The contrast is stark among traditional, non-AI-assisted consumers. Just 3% trust a gen AI platform as the provider. For them, trust is anchored in familiar regulated financial institutions and established rails. Twenty-six percent trust their bank, and 21% trust a credit card network.

Among AI-native tool users, trust in gen AI platforms rises but does not become exclusive. One segment (“other smart device AI assistant,” such as Alexa Echo smart speakers) shows 33% selecting the gen AI platform. Dedicated AI platform users register 19% trust in gen AI platforms; even these users distribute trust across payment players.

The data synthesis is consequential. This is likely a partnership model, not a single winner-takes-all outcome. Consumers may want AI assistants to operate where they are, whether through a platform, app or device. But they often want the trust layer to be a payments-native entity, such as a wallet, bank or network, which signals the need for security, governance and recourse.

Implications and Opportunities for Agentic AI
Design agentic AI systems for bounded autonomy, not “full autonomy.”

Build the core journey around explicit checkpoints: pre-authorization flows, clear action previews, one-click undo/reversal and human-override paths. These are repeatedly identified as the most important trust-makers and are likely the fastest way to convert “somewhat interested” consumers into “very interested” users.

Separate the “AI interface” from the “trust and liability” layer, then connect them.

The data indicates that many consumers will accept AI-native shopping experiences, but trust clusters around banks, wallets and card networks. Companies should architect agentic commerce with payments-native consumers: credential tokenization, strong authentication, auditable authorization logs, and clear recourse. The winning proposition will be an AI-led journey with a regulated trust backplane.
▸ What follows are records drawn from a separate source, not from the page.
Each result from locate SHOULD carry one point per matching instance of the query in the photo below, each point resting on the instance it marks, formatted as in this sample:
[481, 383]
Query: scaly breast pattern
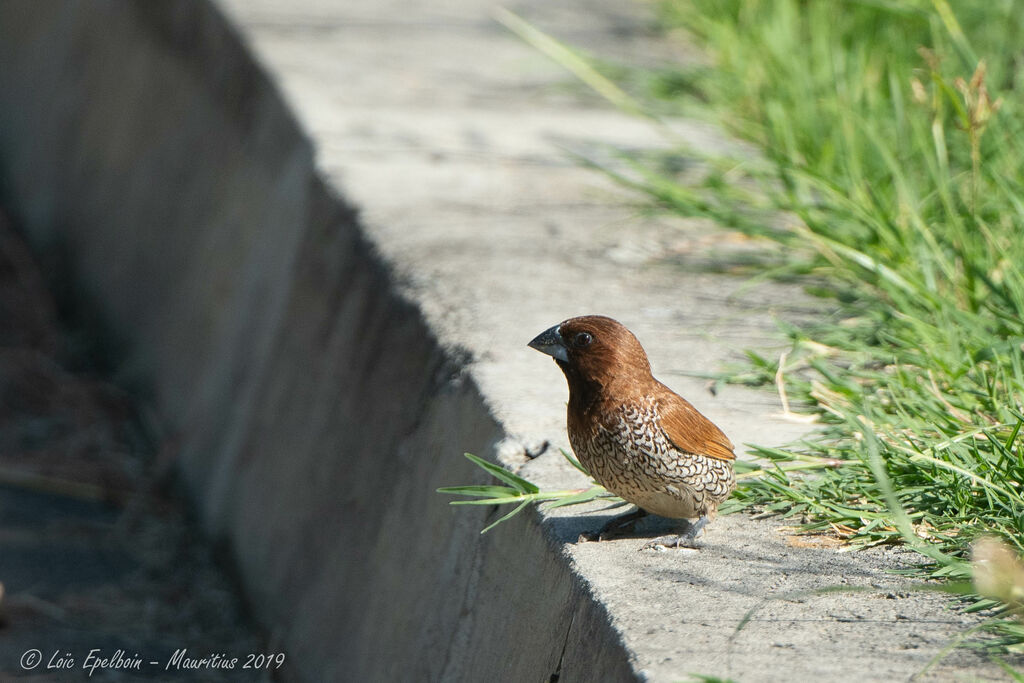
[630, 455]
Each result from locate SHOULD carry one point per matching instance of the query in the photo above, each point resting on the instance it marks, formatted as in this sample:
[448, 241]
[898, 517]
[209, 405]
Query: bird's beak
[551, 342]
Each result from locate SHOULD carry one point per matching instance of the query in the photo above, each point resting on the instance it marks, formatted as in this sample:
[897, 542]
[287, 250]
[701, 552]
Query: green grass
[889, 166]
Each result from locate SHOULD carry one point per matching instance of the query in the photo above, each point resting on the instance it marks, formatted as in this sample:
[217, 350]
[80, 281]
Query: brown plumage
[637, 437]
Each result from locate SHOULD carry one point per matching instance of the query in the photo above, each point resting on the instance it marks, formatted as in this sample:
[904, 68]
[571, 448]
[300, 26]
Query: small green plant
[521, 493]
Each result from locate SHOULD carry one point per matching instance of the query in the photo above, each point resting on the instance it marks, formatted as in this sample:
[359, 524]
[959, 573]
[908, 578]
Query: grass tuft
[890, 141]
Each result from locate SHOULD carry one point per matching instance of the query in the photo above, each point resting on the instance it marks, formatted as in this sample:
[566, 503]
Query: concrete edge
[314, 409]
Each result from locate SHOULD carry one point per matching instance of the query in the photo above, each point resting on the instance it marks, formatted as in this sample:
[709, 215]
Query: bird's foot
[687, 540]
[615, 526]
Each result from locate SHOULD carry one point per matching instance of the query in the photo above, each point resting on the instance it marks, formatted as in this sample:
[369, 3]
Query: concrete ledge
[140, 143]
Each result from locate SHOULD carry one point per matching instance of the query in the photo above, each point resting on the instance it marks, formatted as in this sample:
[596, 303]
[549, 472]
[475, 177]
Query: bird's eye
[582, 340]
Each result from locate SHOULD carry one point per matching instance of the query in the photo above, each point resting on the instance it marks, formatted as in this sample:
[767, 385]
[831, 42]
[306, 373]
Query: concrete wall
[153, 163]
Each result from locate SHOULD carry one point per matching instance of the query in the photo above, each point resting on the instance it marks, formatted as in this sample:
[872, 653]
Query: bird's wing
[689, 431]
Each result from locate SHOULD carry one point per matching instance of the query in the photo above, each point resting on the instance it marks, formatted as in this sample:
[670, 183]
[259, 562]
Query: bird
[634, 435]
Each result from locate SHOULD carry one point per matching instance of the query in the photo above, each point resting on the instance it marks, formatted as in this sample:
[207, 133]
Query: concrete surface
[326, 369]
[95, 555]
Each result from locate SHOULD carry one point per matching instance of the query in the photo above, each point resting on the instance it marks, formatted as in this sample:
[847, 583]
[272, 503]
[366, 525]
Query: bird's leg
[615, 525]
[686, 540]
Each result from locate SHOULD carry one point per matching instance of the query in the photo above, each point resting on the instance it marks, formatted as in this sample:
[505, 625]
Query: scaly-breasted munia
[637, 437]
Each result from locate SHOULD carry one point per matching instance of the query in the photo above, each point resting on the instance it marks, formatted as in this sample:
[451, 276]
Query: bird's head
[594, 351]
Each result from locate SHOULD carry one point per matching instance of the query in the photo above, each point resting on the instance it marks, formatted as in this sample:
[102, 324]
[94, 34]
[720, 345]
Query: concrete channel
[320, 235]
Operationalize the value exchange on data and offer a viable “privacy-lite” path.

Personalization improves relevance and safety, but a meaningful minority will not grant purchase-history access. Build granular permissions and transparent data-use disclosures and ensure core shopping functionality works without full history. For merchants, treat “AI visibility” as table stakes, as gatekeeping power shifts to the interface where discovery and conversion occur.

Conclusion

Agentic commerce is moving from experimentation to execution, led by consumers already comfortable delegating real decisions in AI-native environments. As autonomy expands from recommendations to purchases and payments, the consistent message is that success depends on marrying AI intelligence with payments-grade trust, including controls, reversibility and familiar credentials.

Methodology

“From Assistive to Agentic AI: Consumers Wade Into Autonomous Commerce” is based on a survey of 2,299 U.S. adult consumers conducted from Nov. 10, 2025, to Dec. 10, 2025. The report examines consumer adoption of agentic and generative AI across 54 personal use cases in nine areas of daily life, with the sample balanced to match the U.S. adult population by age, gender, education and income.